Two major traditions of inquiry have investigated human consciousness for centuries, yet they remain largely disconnected: the neurosciences, which study the brain from the outside, and the contemplative traditions, which investigate awareness from the inside. This paper argues that both have independently identified the same core mechanism as the obstacle to deeper consciousness — what neuroscience calls the Default Mode Network (DMN) in its narrative mode, and what contemplative traditions call the mind. Drawing on McGilchrist’s hemispheric lateralization framework, Schore’s developmental neuroscience, and Porges’ polyvagal theory, the author proposes a model in which the right hemisphere constitutes primary consciousness while the left hemisphere constructs the narrative self. The DMN is reframed not as a disruptor but as a bilateral conduit whose function depends on which hemisphere holds the lead.

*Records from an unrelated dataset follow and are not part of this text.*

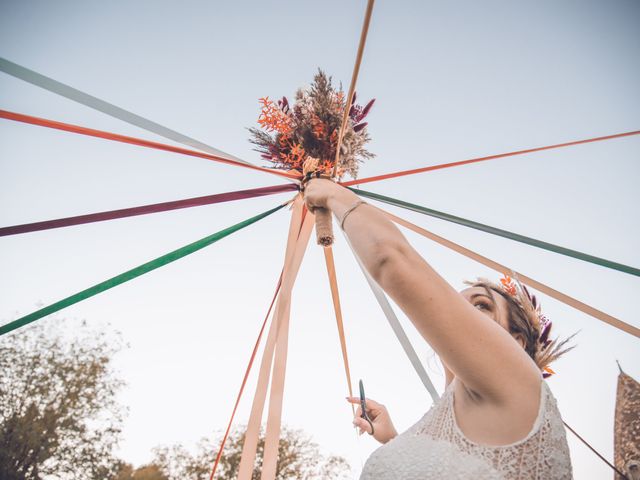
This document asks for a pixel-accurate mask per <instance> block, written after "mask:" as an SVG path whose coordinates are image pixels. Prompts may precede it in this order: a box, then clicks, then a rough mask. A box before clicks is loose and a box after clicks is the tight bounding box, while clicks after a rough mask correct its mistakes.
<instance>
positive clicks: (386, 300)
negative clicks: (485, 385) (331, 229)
mask: <svg viewBox="0 0 640 480" xmlns="http://www.w3.org/2000/svg"><path fill="white" fill-rule="evenodd" d="M344 238H345V239H346V240H347V244H348V245H349V248H351V251H352V252H353V256H354V257H355V258H356V261H357V262H358V265H360V269H361V270H362V273H364V277H365V278H366V279H367V282H368V283H369V286H370V287H371V290H372V291H373V295H374V296H375V297H376V300H377V301H378V304H379V305H380V308H382V311H383V312H384V315H385V316H386V317H387V321H388V322H389V325H390V326H391V330H393V333H395V335H396V338H397V339H398V341H399V342H400V345H401V346H402V349H403V350H404V353H405V354H406V355H407V357H408V358H409V361H410V362H411V365H413V368H414V369H415V371H416V373H417V374H418V377H420V380H421V381H422V383H423V385H424V386H425V387H426V389H427V391H428V392H429V395H431V398H432V399H433V402H434V403H435V402H436V401H437V400H438V399H439V398H440V395H438V392H437V391H436V389H435V387H434V386H433V383H432V382H431V379H430V378H429V375H428V374H427V371H426V370H425V369H424V366H423V365H422V362H420V359H419V358H418V354H417V353H416V351H415V350H414V348H413V345H411V342H410V341H409V337H407V334H406V333H405V331H404V329H403V328H402V325H400V321H399V320H398V317H397V316H396V313H395V312H394V311H393V308H392V307H391V304H390V303H389V300H387V296H386V294H385V293H384V291H383V290H382V288H381V287H380V285H378V284H377V283H376V281H375V280H374V279H373V278H371V275H369V272H367V269H366V268H364V265H363V264H362V261H361V260H360V257H358V254H357V253H356V251H355V250H354V249H353V246H352V245H351V242H350V241H349V238H348V237H347V235H346V234H344Z"/></svg>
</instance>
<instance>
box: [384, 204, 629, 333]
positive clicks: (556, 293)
mask: <svg viewBox="0 0 640 480" xmlns="http://www.w3.org/2000/svg"><path fill="white" fill-rule="evenodd" d="M380 211H381V212H382V213H384V214H385V215H386V216H387V217H389V218H390V219H391V220H393V221H394V222H396V223H397V224H399V225H402V226H403V227H406V228H408V229H409V230H412V231H414V232H416V233H417V234H419V235H422V236H423V237H426V238H429V239H431V240H433V241H434V242H436V243H439V244H440V245H442V246H444V247H446V248H448V249H450V250H453V251H454V252H457V253H459V254H461V255H464V256H465V257H467V258H470V259H472V260H475V261H476V262H478V263H481V264H483V265H485V266H487V267H489V268H491V269H493V270H495V271H497V272H499V273H506V272H511V274H512V276H513V277H516V278H518V280H520V281H521V282H522V283H524V284H525V285H528V286H530V287H531V288H534V289H536V290H538V291H540V292H542V293H544V294H546V295H549V296H550V297H552V298H555V299H556V300H558V301H560V302H562V303H564V304H566V305H569V306H570V307H573V308H575V309H576V310H580V311H581V312H583V313H586V314H587V315H590V316H592V317H594V318H597V319H598V320H601V321H603V322H604V323H607V324H609V325H611V326H612V327H615V328H618V329H619V330H622V331H623V332H627V333H629V334H631V335H633V336H635V337H638V338H640V328H638V327H634V326H633V325H629V324H628V323H626V322H623V321H622V320H620V319H619V318H616V317H614V316H612V315H609V314H608V313H605V312H603V311H601V310H598V309H596V308H594V307H592V306H591V305H587V304H586V303H583V302H581V301H580V300H577V299H575V298H573V297H570V296H569V295H566V294H564V293H562V292H559V291H558V290H555V289H553V288H551V287H549V286H548V285H545V284H544V283H541V282H538V281H537V280H534V279H533V278H531V277H528V276H526V275H523V274H522V273H519V272H516V271H515V270H512V269H510V268H509V267H506V266H504V265H502V264H500V263H498V262H495V261H493V260H491V259H489V258H487V257H484V256H482V255H480V254H479V253H476V252H474V251H472V250H469V249H468V248H465V247H462V246H460V245H458V244H456V243H454V242H452V241H450V240H447V239H445V238H443V237H440V236H439V235H436V234H434V233H431V232H429V231H428V230H425V229H424V228H420V227H418V226H416V225H414V224H413V223H411V222H408V221H406V220H403V219H402V218H399V217H396V216H395V215H393V214H391V213H389V212H385V211H384V210H380Z"/></svg>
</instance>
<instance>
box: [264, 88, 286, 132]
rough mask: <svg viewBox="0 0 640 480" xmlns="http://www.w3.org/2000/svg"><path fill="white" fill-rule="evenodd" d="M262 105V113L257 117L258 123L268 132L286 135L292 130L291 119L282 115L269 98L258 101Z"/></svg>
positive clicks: (266, 98)
mask: <svg viewBox="0 0 640 480" xmlns="http://www.w3.org/2000/svg"><path fill="white" fill-rule="evenodd" d="M259 102H260V103H261V104H262V111H261V112H260V116H259V117H258V123H259V124H260V126H261V127H262V128H264V129H265V130H266V131H268V132H273V131H276V132H279V133H282V134H288V133H290V132H291V130H292V126H291V118H290V117H289V115H287V114H286V113H284V112H283V111H282V110H281V109H280V108H278V106H277V105H276V104H275V103H273V102H272V101H271V100H269V97H262V98H260V99H259Z"/></svg>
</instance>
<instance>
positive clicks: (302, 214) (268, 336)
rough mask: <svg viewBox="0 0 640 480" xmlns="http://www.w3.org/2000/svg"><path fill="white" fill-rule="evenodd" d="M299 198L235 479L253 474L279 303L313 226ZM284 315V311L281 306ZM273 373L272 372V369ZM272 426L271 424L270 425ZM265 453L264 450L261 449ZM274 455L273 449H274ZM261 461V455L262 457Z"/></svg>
mask: <svg viewBox="0 0 640 480" xmlns="http://www.w3.org/2000/svg"><path fill="white" fill-rule="evenodd" d="M302 215H303V210H302V199H301V198H300V197H298V198H297V199H296V200H295V201H294V204H293V213H292V216H291V223H290V226H289V235H288V239H287V249H286V252H285V262H284V269H283V281H282V286H281V290H280V294H279V296H278V303H277V304H276V312H275V314H274V318H273V320H272V322H271V327H270V328H269V334H268V336H267V341H266V343H265V347H264V351H263V354H262V361H261V364H260V371H259V374H258V382H257V386H256V391H255V396H254V399H253V404H252V407H251V414H250V416H249V422H248V424H247V430H246V433H245V440H244V445H243V448H242V456H241V459H240V466H239V469H238V478H239V479H244V480H251V478H252V475H253V467H254V464H255V457H256V449H257V447H258V436H259V433H260V424H261V421H262V412H263V410H264V403H265V398H266V394H267V389H268V386H269V376H270V373H271V365H272V362H273V357H274V352H275V347H276V340H277V337H278V333H279V322H278V320H279V319H281V318H282V313H281V312H282V306H283V304H285V303H288V302H286V297H289V296H290V289H291V288H292V286H293V281H294V280H295V277H296V276H297V273H298V270H299V268H300V264H301V263H302V255H301V254H299V255H295V254H296V252H299V251H300V252H301V253H304V250H305V249H306V245H307V243H308V239H309V236H310V234H311V228H312V227H313V215H311V214H309V213H307V216H306V218H305V219H304V224H302ZM282 299H285V300H282ZM289 304H290V303H289ZM284 314H285V315H286V314H287V310H286V309H285V311H284ZM274 375H275V372H274ZM272 429H273V427H272ZM265 453H266V451H265ZM276 454H277V450H276ZM263 463H264V458H263Z"/></svg>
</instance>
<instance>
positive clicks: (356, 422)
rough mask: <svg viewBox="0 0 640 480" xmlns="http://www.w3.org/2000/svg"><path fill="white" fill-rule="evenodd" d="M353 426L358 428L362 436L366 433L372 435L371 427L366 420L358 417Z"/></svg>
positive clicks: (353, 422)
mask: <svg viewBox="0 0 640 480" xmlns="http://www.w3.org/2000/svg"><path fill="white" fill-rule="evenodd" d="M353 424H354V425H355V426H356V427H358V429H359V431H360V435H362V434H363V433H364V432H367V433H369V434H371V425H369V422H367V421H366V420H365V419H364V418H360V417H357V418H355V419H354V420H353Z"/></svg>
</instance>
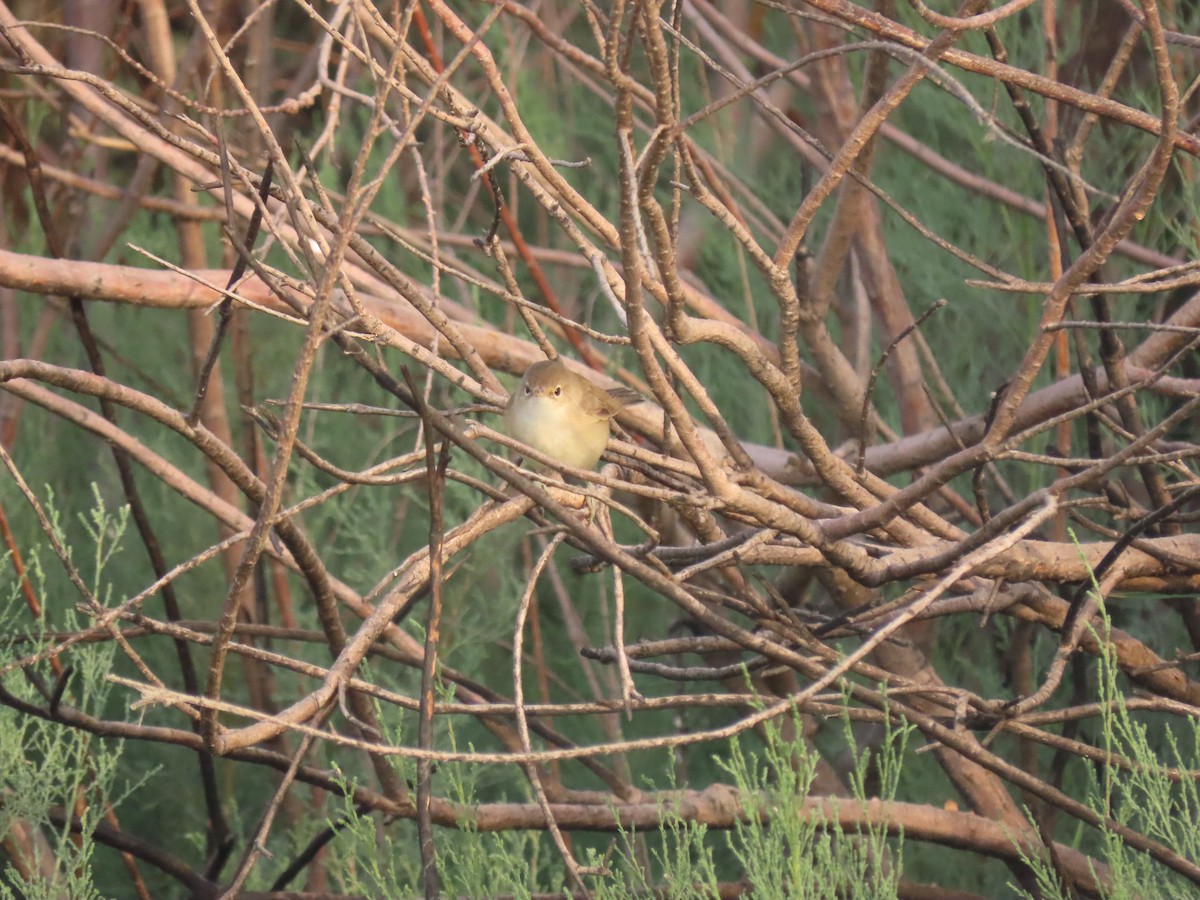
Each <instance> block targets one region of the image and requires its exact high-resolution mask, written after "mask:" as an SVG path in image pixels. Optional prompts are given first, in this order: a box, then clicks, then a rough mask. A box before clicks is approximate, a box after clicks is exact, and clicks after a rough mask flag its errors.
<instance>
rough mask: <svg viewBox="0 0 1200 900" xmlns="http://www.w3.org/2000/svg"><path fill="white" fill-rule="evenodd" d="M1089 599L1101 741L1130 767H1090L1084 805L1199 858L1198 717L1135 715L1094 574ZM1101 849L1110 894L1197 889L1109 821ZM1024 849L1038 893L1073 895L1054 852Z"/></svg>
mask: <svg viewBox="0 0 1200 900" xmlns="http://www.w3.org/2000/svg"><path fill="white" fill-rule="evenodd" d="M1092 599H1093V600H1094V601H1096V606H1097V610H1098V628H1093V629H1091V631H1092V635H1093V636H1096V637H1097V638H1099V641H1100V647H1102V649H1100V653H1099V655H1098V658H1097V676H1098V677H1097V697H1096V700H1097V702H1098V703H1099V706H1100V716H1099V718H1100V734H1102V739H1100V742H1098V745H1099V746H1100V749H1103V750H1104V752H1105V754H1110V755H1114V756H1123V757H1124V758H1126V760H1129V761H1130V762H1132V767H1130V768H1126V767H1122V766H1117V764H1111V766H1104V764H1099V766H1097V767H1094V768H1092V767H1088V768H1087V775H1088V778H1087V781H1088V785H1087V791H1086V794H1085V796H1086V800H1087V805H1088V806H1090V808H1091V809H1092V810H1093V811H1094V812H1097V814H1098V815H1102V816H1104V817H1106V818H1111V820H1112V821H1115V822H1117V823H1118V824H1122V826H1126V827H1128V828H1130V829H1133V830H1135V832H1139V833H1141V834H1145V835H1146V836H1147V838H1150V839H1152V840H1156V841H1159V842H1160V844H1163V845H1164V846H1166V847H1169V848H1170V850H1172V851H1175V852H1176V853H1178V854H1180V856H1181V857H1183V858H1184V859H1192V860H1195V859H1200V828H1196V823H1198V822H1200V780H1198V779H1196V774H1195V773H1198V772H1200V719H1195V718H1190V719H1182V718H1178V716H1172V718H1171V719H1170V720H1166V721H1163V722H1162V725H1160V727H1156V728H1153V730H1152V728H1151V726H1150V725H1147V724H1146V722H1142V721H1139V720H1138V719H1136V718H1135V715H1134V713H1133V712H1132V710H1129V708H1128V707H1127V704H1126V697H1128V696H1129V690H1128V688H1127V686H1126V685H1124V684H1123V682H1124V676H1123V674H1122V672H1121V668H1120V666H1118V665H1117V660H1116V650H1115V649H1114V647H1112V643H1111V619H1110V616H1109V610H1108V608H1106V604H1105V601H1104V595H1103V594H1102V593H1100V589H1099V584H1098V583H1097V582H1096V578H1094V576H1093V577H1092ZM1172 769H1174V772H1172ZM1098 850H1099V858H1100V859H1102V860H1103V862H1105V863H1106V864H1108V865H1109V872H1110V878H1111V881H1110V883H1109V884H1108V888H1106V889H1105V892H1104V896H1105V898H1106V899H1109V900H1136V899H1138V898H1146V896H1153V898H1172V899H1175V898H1177V899H1178V900H1188V898H1194V896H1195V884H1193V883H1192V882H1190V881H1188V880H1187V878H1184V877H1183V876H1182V875H1178V874H1176V872H1175V871H1172V870H1170V869H1168V868H1166V866H1165V865H1163V864H1162V863H1159V862H1157V860H1154V859H1153V858H1151V857H1150V854H1148V853H1145V852H1141V851H1139V850H1134V848H1133V847H1130V846H1129V845H1128V844H1126V841H1124V840H1123V839H1122V838H1121V835H1120V834H1118V833H1117V832H1115V830H1112V829H1111V828H1104V829H1102V830H1100V834H1099V841H1098ZM1022 857H1024V858H1025V859H1026V862H1027V863H1030V865H1031V868H1032V869H1033V871H1034V874H1036V875H1037V881H1038V886H1039V887H1040V888H1042V894H1040V896H1043V898H1061V899H1062V900H1069V899H1070V896H1072V895H1070V894H1069V893H1068V892H1067V890H1064V888H1063V886H1062V883H1061V880H1060V878H1058V877H1057V875H1056V874H1055V871H1054V868H1052V865H1051V864H1050V860H1049V859H1046V858H1044V857H1033V858H1030V857H1027V856H1024V854H1022ZM1020 893H1021V895H1022V896H1030V894H1027V893H1026V892H1024V890H1021V892H1020Z"/></svg>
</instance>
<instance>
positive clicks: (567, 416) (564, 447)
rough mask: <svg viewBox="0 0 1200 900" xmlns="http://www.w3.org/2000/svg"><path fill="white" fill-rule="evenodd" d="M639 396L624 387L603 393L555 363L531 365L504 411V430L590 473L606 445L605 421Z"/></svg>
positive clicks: (525, 442)
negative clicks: (518, 386) (624, 387)
mask: <svg viewBox="0 0 1200 900" xmlns="http://www.w3.org/2000/svg"><path fill="white" fill-rule="evenodd" d="M641 400H642V396H641V395H640V394H637V391H632V390H629V389H628V388H613V389H612V390H605V389H604V388H600V386H598V385H595V384H593V383H592V382H589V380H588V379H587V378H584V377H583V376H578V374H575V372H571V371H570V370H568V368H566V366H564V365H563V361H562V360H560V359H550V360H542V361H541V362H534V364H533V365H532V366H529V368H527V370H526V373H524V378H522V379H521V386H520V388H517V389H516V390H515V391H512V396H511V397H509V404H508V407H505V409H504V427H505V430H506V431H508V433H509V434H510V436H511V437H514V438H516V439H517V440H520V442H522V443H524V444H528V445H529V446H532V448H534V449H535V450H540V451H541V452H544V454H545V455H546V456H548V457H551V458H553V460H558V462H560V463H563V464H564V466H574V467H575V468H577V469H594V468H595V466H596V463H598V462H600V454H602V452H604V449H605V445H606V444H607V443H608V420H610V419H612V418H613V416H614V415H617V413H619V412H620V410H622V409H624V408H625V407H628V406H632V404H634V403H638V402H641Z"/></svg>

This model resolves two symmetrical impasses: the neuroscientific prediction that silencing the DMN produces a non-viable “zombie” state, and the contemplative prescription to permanently still the mind, which renders ordinary functioning impossible. A documented case of spontaneous, permanent reorganization from left-dominant to right-dominant functioning is presented, along with testable fMRI hypotheses. The paper invites collaboration between neuroscientists and contemplative researchers to investigate this convergence empirically.